When we met, it was just friendly chat and hanging out online, mostly on my talker. Those chats eventually led to asking lots of questions about each other in the form of “20 Questions” and then to phone calls. I swear she must have spent a mint in phone calls for those first few months that we talked — thank goodness Aussie telephone rates are good. At any rate, I found myself often staying up late so we could talk, as the time difference sometimes made it difficult to chat otherwise.

She had visited the USA several times as a camp counselor through an organization called CCUSA – Camp Counselors USA, which is an organization that gets foreign people to come to the US and be camp counselors and workers. So she had already been over here previous summers to camps in Connecticut and others. So, she lined up a camp in Michigan and came over to go there, but came early to meet me and hang out.

Things went very well once we got past the initial oddness of the situation. It is incredibly odd and yet strangely familiar to finally meet someone which, until then, you have only communicated via voice and typewritten text. We hung out until she had to leave for her camp; after her camp was done in August she came back and stayed with me, not going back and filing for a change of status to stay here in the USA. She left in April then and returned in May for camp again the next summer, this time in Boone, IA, only an hour and a half away — much easier to stay in contact. We saw each other on weekends, which was arduous at best. I could only pick her up after 12 noon on Saturday and she had to be back by 11am on Sunday, which meant we barely saw each other and she basically slept (since she was exhausted) and then went back. I was eternally glad when that summer was over.

We flew to Australia on December 17th, 2003 and stayed until January 9th, 2004, and met her family and friends, etc.
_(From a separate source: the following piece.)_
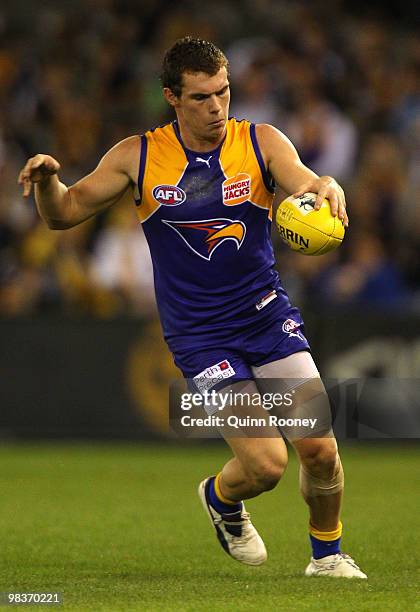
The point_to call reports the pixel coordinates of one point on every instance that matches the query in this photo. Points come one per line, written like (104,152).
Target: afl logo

On December 29th at 10:45pm on the moonlit beach of Whyalla I got down onto one knee and asked Yolanda to marry me, and she luckily said, “Yes.” I had to leave her there on Jan 9th to return to the States and get back to my job — we hadn’t had the money to purchase her a ticket with me back, so we had a very tearful goodbye at the airport. I sobbed hard almost all the way to Adelaide as I watched her leaning against the airport fence as the plane pulled away. I have never done anything so hard in my life and I hope I never have to do it again. My heart was wrenched from its roots that day that I left her.

Fortunately, by the beginning of February 2004 we were able to afford to bring her back to the States. We got married on February 28th, 2004, in a small, private wedding ceremony to start the immigration process for her. We were then re-married in a December 18th, 2004, wedding with a large ceremony and reception and dance with friends and family — an exciting and tiring time preparing for it and affording it, but we were able to pull it off and had a good time.

Some of the best things in life are the ones you never expect, and this is certainly one of them. Yolanda is my best friend and my best love all in one, and I’m so very thankful that she loves me and likes me for who I am. I am truly blessed with her.

Come what may…I will love you till my dying day.